Many of us resist exercising our imagination, and even more of us don’t trust our imagination enough to act on it. Yet it’s by exploring our ideas and gathering feedback that we’re able to improve them…and it’s not just our imagination that needs frequent testing.

When we look to knowledge for ideas, the next step is usually to simply apply what we know. If we didn’t already think it would work, we wouldn’t consider it knowledge, right? We sometimes do the same thing with our imagination; we fall in love with an idea and lose our skepticism about it. The downside should be obvious. When we’re in a dynamic environment, both knowledge and imagination need to be treated with caution.  Whichever we rely on, we still need to maintain a mindset of exploration. We should always want to know whether some idea (new or old) will work, rather than assume that it will.

Once we recognize that there’s uncertainty in any action we take, courage has a whole new significance…and so does humility. The paradox is that we need to muster the courage to act despite our uncertainties, and we need to have the humility to be prepared for failure. This is the contradiction that skilled innovators have mastered and it’s not a balancing act; it’s being fully courageous and humble at the same time. The two are not mutually exclusive.

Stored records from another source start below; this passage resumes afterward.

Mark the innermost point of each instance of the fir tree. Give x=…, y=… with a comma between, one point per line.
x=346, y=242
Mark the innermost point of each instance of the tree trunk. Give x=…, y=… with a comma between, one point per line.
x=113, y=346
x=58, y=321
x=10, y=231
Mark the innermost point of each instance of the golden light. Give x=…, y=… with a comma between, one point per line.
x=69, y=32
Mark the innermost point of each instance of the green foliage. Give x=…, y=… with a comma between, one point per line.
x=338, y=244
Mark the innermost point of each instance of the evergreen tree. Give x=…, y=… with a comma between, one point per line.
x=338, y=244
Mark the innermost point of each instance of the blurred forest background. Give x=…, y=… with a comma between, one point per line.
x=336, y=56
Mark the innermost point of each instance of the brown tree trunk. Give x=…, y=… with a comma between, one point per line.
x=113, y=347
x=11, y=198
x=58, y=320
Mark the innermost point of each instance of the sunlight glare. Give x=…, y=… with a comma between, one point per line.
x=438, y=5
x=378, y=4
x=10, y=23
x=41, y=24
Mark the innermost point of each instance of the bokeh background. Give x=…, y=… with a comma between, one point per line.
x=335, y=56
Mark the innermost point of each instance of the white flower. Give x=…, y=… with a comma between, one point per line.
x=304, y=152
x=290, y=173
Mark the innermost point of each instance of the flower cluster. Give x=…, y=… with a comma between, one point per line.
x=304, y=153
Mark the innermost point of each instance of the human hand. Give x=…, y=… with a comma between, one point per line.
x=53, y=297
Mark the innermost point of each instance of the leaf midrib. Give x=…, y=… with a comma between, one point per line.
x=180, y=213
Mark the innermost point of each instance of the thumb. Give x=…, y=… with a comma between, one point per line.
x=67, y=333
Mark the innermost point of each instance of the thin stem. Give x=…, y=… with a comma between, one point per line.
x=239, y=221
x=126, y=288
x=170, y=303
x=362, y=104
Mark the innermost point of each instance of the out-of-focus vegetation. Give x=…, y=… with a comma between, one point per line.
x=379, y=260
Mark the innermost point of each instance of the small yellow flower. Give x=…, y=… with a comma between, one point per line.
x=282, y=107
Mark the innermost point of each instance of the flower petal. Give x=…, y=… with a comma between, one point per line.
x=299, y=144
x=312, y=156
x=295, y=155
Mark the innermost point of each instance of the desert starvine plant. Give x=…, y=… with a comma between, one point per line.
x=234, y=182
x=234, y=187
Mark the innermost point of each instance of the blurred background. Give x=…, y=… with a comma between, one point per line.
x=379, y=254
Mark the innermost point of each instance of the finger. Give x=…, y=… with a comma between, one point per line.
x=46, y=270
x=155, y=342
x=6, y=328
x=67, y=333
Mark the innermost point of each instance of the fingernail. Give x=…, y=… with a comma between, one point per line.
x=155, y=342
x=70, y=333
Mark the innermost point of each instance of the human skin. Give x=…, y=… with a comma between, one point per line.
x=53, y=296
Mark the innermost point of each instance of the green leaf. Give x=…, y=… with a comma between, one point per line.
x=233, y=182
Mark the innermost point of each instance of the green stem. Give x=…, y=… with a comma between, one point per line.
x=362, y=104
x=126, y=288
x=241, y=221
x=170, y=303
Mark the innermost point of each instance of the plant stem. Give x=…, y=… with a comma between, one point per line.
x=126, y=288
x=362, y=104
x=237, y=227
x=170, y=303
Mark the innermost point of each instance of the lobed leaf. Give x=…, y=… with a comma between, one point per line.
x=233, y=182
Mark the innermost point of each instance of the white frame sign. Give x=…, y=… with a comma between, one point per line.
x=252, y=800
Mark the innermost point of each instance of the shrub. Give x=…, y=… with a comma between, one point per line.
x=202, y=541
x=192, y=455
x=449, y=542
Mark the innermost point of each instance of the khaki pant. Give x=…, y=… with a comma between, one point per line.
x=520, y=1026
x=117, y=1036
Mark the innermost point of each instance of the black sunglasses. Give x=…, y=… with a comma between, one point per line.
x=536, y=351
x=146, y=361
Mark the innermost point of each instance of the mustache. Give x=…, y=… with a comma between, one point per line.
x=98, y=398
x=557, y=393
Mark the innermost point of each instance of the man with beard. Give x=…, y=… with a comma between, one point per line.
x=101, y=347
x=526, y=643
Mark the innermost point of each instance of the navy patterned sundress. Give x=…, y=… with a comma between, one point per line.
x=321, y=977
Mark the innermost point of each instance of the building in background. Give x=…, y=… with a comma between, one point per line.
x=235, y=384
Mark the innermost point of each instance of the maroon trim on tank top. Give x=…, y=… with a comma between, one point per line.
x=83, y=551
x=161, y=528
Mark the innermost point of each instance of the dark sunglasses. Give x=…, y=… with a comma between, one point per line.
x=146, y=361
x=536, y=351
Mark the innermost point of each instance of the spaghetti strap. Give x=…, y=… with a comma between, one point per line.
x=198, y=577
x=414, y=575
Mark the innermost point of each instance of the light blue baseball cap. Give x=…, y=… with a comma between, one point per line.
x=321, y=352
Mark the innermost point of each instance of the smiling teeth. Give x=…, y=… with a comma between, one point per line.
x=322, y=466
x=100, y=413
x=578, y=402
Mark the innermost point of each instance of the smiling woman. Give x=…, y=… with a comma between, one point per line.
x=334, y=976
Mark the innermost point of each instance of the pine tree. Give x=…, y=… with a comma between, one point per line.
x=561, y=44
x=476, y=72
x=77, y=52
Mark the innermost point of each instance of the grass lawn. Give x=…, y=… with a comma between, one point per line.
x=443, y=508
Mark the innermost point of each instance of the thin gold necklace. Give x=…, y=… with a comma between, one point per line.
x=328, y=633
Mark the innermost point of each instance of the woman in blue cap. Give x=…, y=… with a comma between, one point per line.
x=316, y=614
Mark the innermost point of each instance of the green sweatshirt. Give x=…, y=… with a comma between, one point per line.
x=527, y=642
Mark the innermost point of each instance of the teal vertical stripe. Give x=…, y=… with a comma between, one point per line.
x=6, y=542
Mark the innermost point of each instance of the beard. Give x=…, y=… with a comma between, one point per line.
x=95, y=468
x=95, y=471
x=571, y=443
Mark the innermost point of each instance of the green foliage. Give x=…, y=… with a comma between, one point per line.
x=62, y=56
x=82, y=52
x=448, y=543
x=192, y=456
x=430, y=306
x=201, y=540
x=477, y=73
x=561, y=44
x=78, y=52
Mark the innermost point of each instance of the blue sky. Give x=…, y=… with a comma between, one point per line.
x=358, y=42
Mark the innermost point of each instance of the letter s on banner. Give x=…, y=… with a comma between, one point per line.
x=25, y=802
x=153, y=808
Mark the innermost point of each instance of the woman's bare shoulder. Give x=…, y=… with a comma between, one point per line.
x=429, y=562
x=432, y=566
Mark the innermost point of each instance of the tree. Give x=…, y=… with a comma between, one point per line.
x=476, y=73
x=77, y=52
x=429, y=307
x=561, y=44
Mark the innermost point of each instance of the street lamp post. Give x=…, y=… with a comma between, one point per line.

Someone watching us might not be able to tell when we’re exploring our ideas and when we’re applying them, because the difference is primarily inside our heads. It’s a difference in how we’re processing things, a difference in mindset.

Choosing to explore and experiment reveals the true value of setting goals and explains why they sometimes seem to almost magically produce success. It’s only when we define our desired outcomes that we can distinguish success from failure, so we know whether our ideas are working or not. Goals position us to make the course corrections and improvisations that increase our chances of success and the impact we have. It’s not just about being persistent; we can be persistently wrong. (It’s called stubborn.) It’s about considering multiple options. Despite what we’ve all been told, persistence rarely leads to success…unless it’s coupled with experimentation.

Innovation is not for the faint of heart. It requires that we step up to challenges. It’s putting our ideas into action, not because we’re certain they’ll work, but because that’s the only way to find out. Skilled innovators take action and they do that to explore their ideas rather than simply apply them. It’s about being willing to experiment and fail because we can often learn as much or more from the failures as from the successes.

We need to choose to explore rather then simply apply.